Google is investigating ways AI might be used to ground natural language instructions to smartphone app actions. In a study accepted to the 2020 Association for Computational Linguistics (ACL) conference, researchers at the company propose corpora to train models that would alleviate the need to maneuver through apps, which could be useful for people with visual impairments.
When coordinating efforts and accomplishing tasks involving sequences of actions, for example following a recipe to bake a birthday cake, people provide each other with instructions. With this in mind, the researchers set out to establish a baseline for AI agents that can help with similar interactions. Given a set of instructions, these agents would ideally predict a sequence of app actions as well as the screens and interactive elements produced as the app transitions from one screen to another.
In their paper, the researchers describe a two-step solution comprising an action phrase-extraction step and a grounding step. Action-phrase extraction identifies the operation, object, and argument descriptions from multi-step instructions using a Transformer model. (An “area attention” module within the model allows it to attend to a group of adjacent words in the instruction as a whole for decoding a description.) Grounding matches the extracted operation and object descriptions with a UI object on the screen, again using a Transformer model but one that contextually represents UI objects and grounds object descriptions to them.

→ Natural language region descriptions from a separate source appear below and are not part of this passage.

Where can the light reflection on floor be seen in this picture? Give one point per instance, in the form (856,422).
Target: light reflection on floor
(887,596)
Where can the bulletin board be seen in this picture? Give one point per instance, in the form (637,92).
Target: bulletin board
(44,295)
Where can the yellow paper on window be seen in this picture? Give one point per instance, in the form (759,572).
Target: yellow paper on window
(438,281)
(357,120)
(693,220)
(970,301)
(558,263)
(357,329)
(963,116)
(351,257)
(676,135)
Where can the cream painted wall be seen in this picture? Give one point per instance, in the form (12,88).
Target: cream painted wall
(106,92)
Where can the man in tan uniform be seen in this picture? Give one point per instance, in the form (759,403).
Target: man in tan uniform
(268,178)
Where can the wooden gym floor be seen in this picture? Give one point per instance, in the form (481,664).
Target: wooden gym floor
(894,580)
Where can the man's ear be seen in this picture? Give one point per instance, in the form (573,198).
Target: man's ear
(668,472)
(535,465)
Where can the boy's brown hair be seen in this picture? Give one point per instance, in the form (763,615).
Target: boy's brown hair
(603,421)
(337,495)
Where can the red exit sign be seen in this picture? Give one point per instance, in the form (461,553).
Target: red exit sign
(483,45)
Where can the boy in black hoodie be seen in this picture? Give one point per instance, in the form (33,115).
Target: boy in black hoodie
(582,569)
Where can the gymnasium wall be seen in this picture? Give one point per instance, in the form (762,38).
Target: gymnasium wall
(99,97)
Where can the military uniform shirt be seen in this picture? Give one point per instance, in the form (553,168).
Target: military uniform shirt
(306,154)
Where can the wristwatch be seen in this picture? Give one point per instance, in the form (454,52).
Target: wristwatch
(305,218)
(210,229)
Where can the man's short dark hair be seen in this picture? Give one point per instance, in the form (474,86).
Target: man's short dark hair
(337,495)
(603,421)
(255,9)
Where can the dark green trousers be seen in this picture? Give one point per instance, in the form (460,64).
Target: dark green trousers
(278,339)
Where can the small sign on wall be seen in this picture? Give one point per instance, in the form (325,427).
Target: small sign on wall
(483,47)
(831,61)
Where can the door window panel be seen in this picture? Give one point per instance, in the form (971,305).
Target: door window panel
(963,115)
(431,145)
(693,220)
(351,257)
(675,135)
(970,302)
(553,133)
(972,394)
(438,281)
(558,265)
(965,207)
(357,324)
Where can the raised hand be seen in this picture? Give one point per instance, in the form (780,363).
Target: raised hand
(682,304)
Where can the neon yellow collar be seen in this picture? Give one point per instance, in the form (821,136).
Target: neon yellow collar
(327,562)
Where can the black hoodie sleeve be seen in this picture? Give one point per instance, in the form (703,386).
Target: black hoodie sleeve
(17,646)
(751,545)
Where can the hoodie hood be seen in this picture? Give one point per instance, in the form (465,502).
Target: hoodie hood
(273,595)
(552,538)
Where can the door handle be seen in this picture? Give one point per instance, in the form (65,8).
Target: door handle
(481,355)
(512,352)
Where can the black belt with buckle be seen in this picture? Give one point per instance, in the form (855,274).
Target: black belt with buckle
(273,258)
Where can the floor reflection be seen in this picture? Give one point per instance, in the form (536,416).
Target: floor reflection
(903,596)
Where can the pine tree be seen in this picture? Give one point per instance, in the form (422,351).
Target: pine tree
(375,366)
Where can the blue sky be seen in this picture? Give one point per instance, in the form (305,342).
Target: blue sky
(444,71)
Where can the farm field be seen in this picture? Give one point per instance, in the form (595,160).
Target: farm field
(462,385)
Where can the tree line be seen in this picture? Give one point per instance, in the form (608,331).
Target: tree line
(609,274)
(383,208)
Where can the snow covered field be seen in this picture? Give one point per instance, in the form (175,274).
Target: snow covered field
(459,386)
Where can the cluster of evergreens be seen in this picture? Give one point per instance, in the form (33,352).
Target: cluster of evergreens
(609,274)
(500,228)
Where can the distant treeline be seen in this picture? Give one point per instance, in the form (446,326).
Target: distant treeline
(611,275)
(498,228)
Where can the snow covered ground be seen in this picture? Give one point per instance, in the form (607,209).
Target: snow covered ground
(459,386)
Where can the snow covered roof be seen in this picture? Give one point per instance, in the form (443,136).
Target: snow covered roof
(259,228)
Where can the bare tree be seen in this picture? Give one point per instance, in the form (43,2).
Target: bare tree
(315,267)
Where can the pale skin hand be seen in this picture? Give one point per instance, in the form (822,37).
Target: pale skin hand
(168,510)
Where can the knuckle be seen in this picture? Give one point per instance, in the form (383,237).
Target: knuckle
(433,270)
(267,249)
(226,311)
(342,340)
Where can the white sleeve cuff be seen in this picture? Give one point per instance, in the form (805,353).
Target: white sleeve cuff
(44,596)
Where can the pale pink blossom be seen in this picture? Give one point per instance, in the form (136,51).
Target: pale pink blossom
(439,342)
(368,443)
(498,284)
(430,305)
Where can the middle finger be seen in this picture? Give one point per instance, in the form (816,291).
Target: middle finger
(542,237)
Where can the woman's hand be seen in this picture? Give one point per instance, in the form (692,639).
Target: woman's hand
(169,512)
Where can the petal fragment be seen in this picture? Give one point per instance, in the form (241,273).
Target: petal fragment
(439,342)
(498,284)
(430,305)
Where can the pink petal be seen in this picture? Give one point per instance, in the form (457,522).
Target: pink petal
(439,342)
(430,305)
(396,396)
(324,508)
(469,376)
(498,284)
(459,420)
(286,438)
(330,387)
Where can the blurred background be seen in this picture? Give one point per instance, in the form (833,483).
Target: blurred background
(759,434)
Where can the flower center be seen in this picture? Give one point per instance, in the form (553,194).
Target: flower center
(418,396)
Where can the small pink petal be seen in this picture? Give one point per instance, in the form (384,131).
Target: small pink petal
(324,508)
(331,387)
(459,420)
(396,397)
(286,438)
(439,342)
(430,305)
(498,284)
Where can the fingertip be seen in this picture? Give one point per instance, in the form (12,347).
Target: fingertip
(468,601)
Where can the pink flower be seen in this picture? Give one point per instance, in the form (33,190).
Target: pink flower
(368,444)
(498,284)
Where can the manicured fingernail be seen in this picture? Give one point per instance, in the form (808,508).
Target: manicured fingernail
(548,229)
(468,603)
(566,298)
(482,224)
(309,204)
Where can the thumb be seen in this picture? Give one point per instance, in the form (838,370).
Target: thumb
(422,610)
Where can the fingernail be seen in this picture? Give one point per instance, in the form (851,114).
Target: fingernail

The coauthors created three new data sets to train and evaluate their action-phrase extraction and grounding model:
- The first contains 187 multi-step English instructions for operating Pixel phones along with their corresponding action-screen sequences.
- The second contains English “how-to” instructions from the web and annotated phrases that describe each action.
- The third contains 295,000 single-step commands to UI actions covering 178,000 UI objects across 25,000 mobile UI screens from a public Android UI corpus.
They report that a Transformer with area attention obtains 85.56% accuracy for predicting span sequences that completely match the ground truth. Meanwhile, the phrase extractor and grounding model together obtain 89.21% partial and 70.59% complete accuracy for matching ground-truth action sequences on the more challenging task of mapping language instructions to executable actions end-to-end.
The researchers assert that the data sets, models, and results — all of which which are available on open source on GitHub — provide an important first step on the challenging problem of grounding natural language instructions to mobile UI actions.
“This research, and language grounding in general, is an important step for translating multi-stage instructions into actions on a graphical user interface. Successful application of task automation to the UI domain has the potential to significantly improve accessibility, where language interfaces might help individuals who are visually impaired perform tasks with interfaces that are predicated on sight,” Google Research scientist Yang Li wrote in a blog post. “This also matters for situational impairment when one cannot access a device easily while encumbered by tasks at hand.”